Fiachra Moloney of Unilever that makes Lipton and PG Tips said it was vital that COP26 was a success: “The climate crisis affects people all over the world. In East Africa, where so much of our tea comes from, climate change is putting the livelihoods of the people who grow tea for us at risk.

“As Unilever, we call on governments to bring forward ambitious climate targets, policies and plans ahead of COP26 that will help us all work together to limit global average temperature rise to 1.5 degrees.”

These sentiments were echoed by Richard Koskei, 72, a tea farmer from Kericho in Kenya’s western highlands.

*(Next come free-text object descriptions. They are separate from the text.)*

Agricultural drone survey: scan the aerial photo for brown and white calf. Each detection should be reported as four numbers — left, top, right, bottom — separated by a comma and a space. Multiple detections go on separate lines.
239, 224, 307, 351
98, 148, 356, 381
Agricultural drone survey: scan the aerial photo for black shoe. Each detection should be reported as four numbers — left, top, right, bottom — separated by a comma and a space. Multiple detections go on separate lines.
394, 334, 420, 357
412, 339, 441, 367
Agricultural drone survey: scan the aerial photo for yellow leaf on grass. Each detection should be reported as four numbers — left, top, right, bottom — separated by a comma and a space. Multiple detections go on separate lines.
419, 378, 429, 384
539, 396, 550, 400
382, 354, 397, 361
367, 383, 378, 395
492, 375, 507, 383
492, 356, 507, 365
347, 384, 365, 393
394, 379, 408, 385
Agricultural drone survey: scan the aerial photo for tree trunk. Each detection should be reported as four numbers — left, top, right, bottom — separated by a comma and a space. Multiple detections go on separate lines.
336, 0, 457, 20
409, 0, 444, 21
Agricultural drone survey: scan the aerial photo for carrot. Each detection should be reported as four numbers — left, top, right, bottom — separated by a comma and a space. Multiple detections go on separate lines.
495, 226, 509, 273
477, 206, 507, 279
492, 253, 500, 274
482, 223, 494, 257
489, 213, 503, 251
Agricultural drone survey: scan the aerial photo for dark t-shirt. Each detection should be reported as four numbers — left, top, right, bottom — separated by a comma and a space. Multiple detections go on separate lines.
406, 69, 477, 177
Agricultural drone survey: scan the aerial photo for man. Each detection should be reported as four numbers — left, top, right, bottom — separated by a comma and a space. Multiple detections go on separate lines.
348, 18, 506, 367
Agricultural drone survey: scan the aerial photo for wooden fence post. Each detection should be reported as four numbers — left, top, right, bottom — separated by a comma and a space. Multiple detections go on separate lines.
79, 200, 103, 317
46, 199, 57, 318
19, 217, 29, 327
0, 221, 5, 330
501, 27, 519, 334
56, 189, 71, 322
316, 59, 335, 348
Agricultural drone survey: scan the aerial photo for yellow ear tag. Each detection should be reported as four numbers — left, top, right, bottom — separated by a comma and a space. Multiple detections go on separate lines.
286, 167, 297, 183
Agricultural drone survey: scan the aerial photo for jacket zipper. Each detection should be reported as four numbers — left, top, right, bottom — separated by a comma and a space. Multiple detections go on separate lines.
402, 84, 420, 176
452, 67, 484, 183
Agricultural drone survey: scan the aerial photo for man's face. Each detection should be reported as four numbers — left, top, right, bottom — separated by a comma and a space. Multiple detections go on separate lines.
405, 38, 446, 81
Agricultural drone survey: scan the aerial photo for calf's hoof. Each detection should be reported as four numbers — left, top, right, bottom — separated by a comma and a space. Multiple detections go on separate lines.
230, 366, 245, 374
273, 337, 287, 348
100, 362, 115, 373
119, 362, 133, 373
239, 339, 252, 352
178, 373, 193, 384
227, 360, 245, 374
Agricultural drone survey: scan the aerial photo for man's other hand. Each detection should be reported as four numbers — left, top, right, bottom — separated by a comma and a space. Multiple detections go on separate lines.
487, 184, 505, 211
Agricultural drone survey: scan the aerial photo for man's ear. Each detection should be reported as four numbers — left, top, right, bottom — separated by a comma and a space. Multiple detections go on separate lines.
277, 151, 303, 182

“For generations we have carefully cultivated our tea farms and we are proud that the tea that we grow here is the best in the world. But climate change poses a real threat to us. We cannot predict seasons anymore, temperatures are rising, rainfall is more erratic, more often accompanied by unusual hailstones and longer droughts which was not the case in the past,” he said.

“People in my community will consider running way from tea farming, with jobs lost and consumers of tea might see the price rise. The low earnings have made the younger generations opt for other means of earning income.”

“Tea is an example of how we are all connected. We grow it here in Kenya and it’s enjoyed by people around the world. But if we are to carry on growing it we need those other, richer countries, to cut their emissions and to think about how we are affected as tea farmers,” Koskei added.

Karimi Kinoti, Head of Christian Aid’s Africa Division, said: “Africans make up 17 per cent of the world’s population but we generate just four per cent of the greenhouse gas emissions that have caused the climate crisis. And yet it is we who are suffering the brunt of the impacts of climate change.

“Our tea industry is vital to our economy and employs more than three million people. And now it is under threat from climate change. Kenya faces a host of climate impacts, especially rising temperatures and droughts which compound other difficulties such as poverty and Covid-19.”

African climate change expert Mohamed Adow, Director of Power Shift Africa, a Nairobi-based climate and energy think tank, said: “As a major historical polluter and the creator of the industrial revolution the UK has played a big part in the climate emergency which we Kenyans are suffering from.

“This year, as hosts of the G7 and COP26, the UK has a big role to play in tackling it. Boris Johnson talks a lot about ‘Global Britain’ and this is his chance to actually back it up with action. The whole world will be watching, especially tea farmers and other people on the frontlines of the climate crisis.”